John Bargh, professor of psychology and cognitive science and management, said the current situation has not been handled well. He said the add / drop period has resulted in overcrowded classrooms, inability to social distancing, and close contact with teachers, which is especially severe in classrooms lacking ventilation.

Peart explained that Yale’s facility operations and environmental health and safety “carefully assessed the ventilation systems in all occupied buildings, including all classroom spaces.” She added that all “necessary modifications” have been made, including “improved filtration, extended run times of air systems and modifications to air distribution systems to allow for high levels of air supply. outdoor air to serve spaces and optimize work environments “. Additionally, for spaces without mechanical ventilation and windows, ventilation has been “improved, or EHS has recommended limited occupancy in these areas.”

Acting on his concerns, Bargh applied to teach online for this semester, but his request was denied.

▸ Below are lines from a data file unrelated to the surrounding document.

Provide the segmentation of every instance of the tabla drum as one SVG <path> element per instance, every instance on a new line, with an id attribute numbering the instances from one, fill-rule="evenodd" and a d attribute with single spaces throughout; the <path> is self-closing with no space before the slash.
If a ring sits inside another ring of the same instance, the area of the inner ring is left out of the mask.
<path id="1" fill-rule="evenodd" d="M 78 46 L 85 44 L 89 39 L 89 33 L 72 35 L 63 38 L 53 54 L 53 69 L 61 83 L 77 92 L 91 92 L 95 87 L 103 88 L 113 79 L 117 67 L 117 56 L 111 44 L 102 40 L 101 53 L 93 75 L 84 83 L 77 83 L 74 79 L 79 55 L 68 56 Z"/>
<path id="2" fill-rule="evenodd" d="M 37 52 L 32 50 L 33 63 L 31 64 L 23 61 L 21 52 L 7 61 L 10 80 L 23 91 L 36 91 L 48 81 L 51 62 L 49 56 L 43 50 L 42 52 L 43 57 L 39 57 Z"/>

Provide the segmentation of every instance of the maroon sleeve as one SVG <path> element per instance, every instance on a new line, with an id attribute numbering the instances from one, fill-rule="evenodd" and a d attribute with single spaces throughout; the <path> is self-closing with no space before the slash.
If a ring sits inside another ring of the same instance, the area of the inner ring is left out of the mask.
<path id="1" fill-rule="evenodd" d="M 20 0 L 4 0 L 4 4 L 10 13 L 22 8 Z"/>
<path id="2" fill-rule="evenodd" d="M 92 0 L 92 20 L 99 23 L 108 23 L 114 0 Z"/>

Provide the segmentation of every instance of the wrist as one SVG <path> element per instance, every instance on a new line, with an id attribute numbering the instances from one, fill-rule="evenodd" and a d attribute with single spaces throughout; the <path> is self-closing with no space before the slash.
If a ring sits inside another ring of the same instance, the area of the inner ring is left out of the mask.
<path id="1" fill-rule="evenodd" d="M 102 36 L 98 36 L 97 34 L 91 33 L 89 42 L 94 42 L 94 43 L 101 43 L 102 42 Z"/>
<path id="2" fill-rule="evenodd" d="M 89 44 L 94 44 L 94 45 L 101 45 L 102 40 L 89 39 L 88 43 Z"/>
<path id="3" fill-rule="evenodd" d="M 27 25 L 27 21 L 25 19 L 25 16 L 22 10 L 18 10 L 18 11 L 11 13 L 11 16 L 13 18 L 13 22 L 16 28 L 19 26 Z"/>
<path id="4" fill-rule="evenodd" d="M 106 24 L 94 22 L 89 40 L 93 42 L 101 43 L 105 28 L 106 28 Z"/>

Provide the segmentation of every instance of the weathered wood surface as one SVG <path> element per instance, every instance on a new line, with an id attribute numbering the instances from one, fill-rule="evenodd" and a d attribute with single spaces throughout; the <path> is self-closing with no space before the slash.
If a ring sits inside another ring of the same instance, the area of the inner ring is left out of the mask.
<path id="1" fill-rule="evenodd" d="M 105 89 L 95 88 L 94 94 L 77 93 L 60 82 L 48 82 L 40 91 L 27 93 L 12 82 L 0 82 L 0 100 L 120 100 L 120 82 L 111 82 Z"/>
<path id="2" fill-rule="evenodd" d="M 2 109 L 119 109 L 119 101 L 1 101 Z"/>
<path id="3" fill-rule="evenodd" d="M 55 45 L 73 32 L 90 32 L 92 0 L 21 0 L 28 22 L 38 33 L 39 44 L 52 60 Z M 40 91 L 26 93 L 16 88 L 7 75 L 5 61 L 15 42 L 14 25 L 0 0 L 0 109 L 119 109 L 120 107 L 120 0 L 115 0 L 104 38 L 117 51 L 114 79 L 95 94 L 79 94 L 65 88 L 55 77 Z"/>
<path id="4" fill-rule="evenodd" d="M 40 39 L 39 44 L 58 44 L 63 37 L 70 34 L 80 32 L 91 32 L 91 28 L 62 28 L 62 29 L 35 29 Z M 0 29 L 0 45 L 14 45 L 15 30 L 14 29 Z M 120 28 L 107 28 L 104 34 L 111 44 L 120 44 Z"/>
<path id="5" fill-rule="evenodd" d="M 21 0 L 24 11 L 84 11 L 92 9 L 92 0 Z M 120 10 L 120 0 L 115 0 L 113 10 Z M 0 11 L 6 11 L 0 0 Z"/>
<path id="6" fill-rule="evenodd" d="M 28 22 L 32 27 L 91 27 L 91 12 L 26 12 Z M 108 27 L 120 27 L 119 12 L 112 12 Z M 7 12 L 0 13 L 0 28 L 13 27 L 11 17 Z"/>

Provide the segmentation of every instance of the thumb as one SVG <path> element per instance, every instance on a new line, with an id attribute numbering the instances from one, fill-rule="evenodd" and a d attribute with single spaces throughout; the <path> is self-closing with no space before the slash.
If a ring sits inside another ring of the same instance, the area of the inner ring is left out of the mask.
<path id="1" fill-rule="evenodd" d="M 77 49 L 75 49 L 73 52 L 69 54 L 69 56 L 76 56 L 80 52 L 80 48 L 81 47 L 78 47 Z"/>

Bargh, who has had health issues related to his respiratory system for the past four years, said his request was denied without “reason or explanation.”

Horsley’s email to faculty on Monday said, “We are advocating for an improved accommodation process for future terms, if necessary, as well as an appeal process for faculty who feel the University no was not properly aware of their concerns about in-person teaching. “

Katie Trumpener, Emily Sanford professor of comparative literature and professor of English, is herself immunocompromised and has been able to obtain permission to teach online. Still, she expressed concern for the rest of the community.

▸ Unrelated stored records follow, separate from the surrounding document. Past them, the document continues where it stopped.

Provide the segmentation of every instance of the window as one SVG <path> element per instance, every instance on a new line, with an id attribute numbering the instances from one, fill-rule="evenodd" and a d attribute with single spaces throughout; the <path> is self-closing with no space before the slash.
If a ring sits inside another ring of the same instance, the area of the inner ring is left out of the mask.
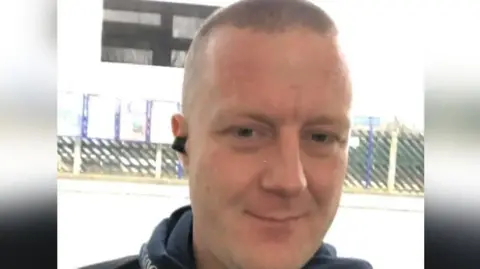
<path id="1" fill-rule="evenodd" d="M 102 61 L 152 65 L 153 51 L 129 48 L 103 47 Z"/>
<path id="2" fill-rule="evenodd" d="M 145 25 L 161 25 L 162 16 L 156 13 L 143 13 L 105 9 L 103 20 L 111 22 L 138 23 Z"/>
<path id="3" fill-rule="evenodd" d="M 184 50 L 172 50 L 171 65 L 173 67 L 184 67 L 187 52 Z"/>
<path id="4" fill-rule="evenodd" d="M 195 17 L 174 16 L 173 37 L 193 39 L 204 20 L 205 19 Z"/>
<path id="5" fill-rule="evenodd" d="M 151 0 L 104 0 L 104 62 L 183 67 L 188 47 L 218 7 Z"/>

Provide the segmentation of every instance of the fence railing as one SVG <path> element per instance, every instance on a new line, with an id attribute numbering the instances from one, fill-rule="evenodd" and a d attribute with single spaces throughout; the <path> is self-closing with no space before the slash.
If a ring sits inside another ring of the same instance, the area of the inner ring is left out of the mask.
<path id="1" fill-rule="evenodd" d="M 349 189 L 415 193 L 424 191 L 424 136 L 410 131 L 352 131 Z M 186 179 L 169 144 L 58 136 L 58 172 L 82 177 L 106 175 Z"/>

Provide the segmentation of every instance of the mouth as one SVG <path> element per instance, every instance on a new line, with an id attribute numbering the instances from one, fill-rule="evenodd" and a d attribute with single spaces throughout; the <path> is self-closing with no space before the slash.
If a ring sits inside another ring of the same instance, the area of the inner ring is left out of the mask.
<path id="1" fill-rule="evenodd" d="M 260 215 L 253 212 L 246 211 L 245 212 L 248 216 L 253 217 L 255 219 L 270 222 L 270 223 L 286 223 L 299 220 L 303 218 L 306 214 L 298 214 L 298 215 L 289 215 L 289 216 L 267 216 L 267 215 Z"/>

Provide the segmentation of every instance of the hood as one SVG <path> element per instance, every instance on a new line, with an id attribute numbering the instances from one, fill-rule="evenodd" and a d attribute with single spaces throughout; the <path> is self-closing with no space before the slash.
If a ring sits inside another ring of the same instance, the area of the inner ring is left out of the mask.
<path id="1" fill-rule="evenodd" d="M 193 269 L 192 210 L 177 209 L 153 231 L 140 251 L 142 269 Z M 335 247 L 323 244 L 303 269 L 371 269 L 368 262 L 338 258 Z"/>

“Do I wish all the teachers had a lot more choices and a lot more to say?” Trumpener wrote in an email to the News. “Of course! I would also have liked that all students had the opportunity to continue their education off campus, with online courses; there is still a lot of pandemic.

According to the University’s Workplace Orientation FAQ page, OEIA will work with the appropriate supervisor to determine if a workplace accommodation – such as remote working or a larger classroom – is possible. if it determines that the instructor’s medical condition counts as a disability. Peart explained that the final decision to approve remote work for faculty members rests with the dean, and the OIEA can meet with the dean or his delegate to explore other options – including reallocation of classrooms. classroom, larger classrooms or better ventilated spaces – for accommodation, depending on the situation.

Peart wrote that “the ADA does not require accommodation that would fundamentally alter the role of the faculty member or place an undue burden on the school.”

Yet Jacobson said he raised his concerns with the administration, but that they “did not [been] responded adequately.

“The administration talks a lot about ‘community’, but the mandate of in-person teaching is coercive whether or not one accepts the university’s public health claims,” ​​said Jacobson.

Lisa Pfefferle, professor of chemical and environmental engineering at C. Baldwin Sawyer, wrote in an e-mail to the News that “many of us older faculty members who suffer from numerous health problems are very afraid of Yale in-person classes for all “.

Pfefferle, who teaches online for two to four weeks, said his concerns also took into account the potential limited effectiveness vaccine for the elderly. She cited an August 18 Centers for Disease Control and Prevention report suggesting that the efficacy of the Delta variant vaccine in nursing home residents was as low as 53%.

“I’m concerned that our cohort may see deaths and certainly serious illnesses,” Prefferle said.

The FAS Senate has 22 members.

Madison Hahamy contributed reporting.


Philip Mousavizadeh covers the Jackson Institute. He is a freshman at Trumbull College studying ethics, politics, and economics.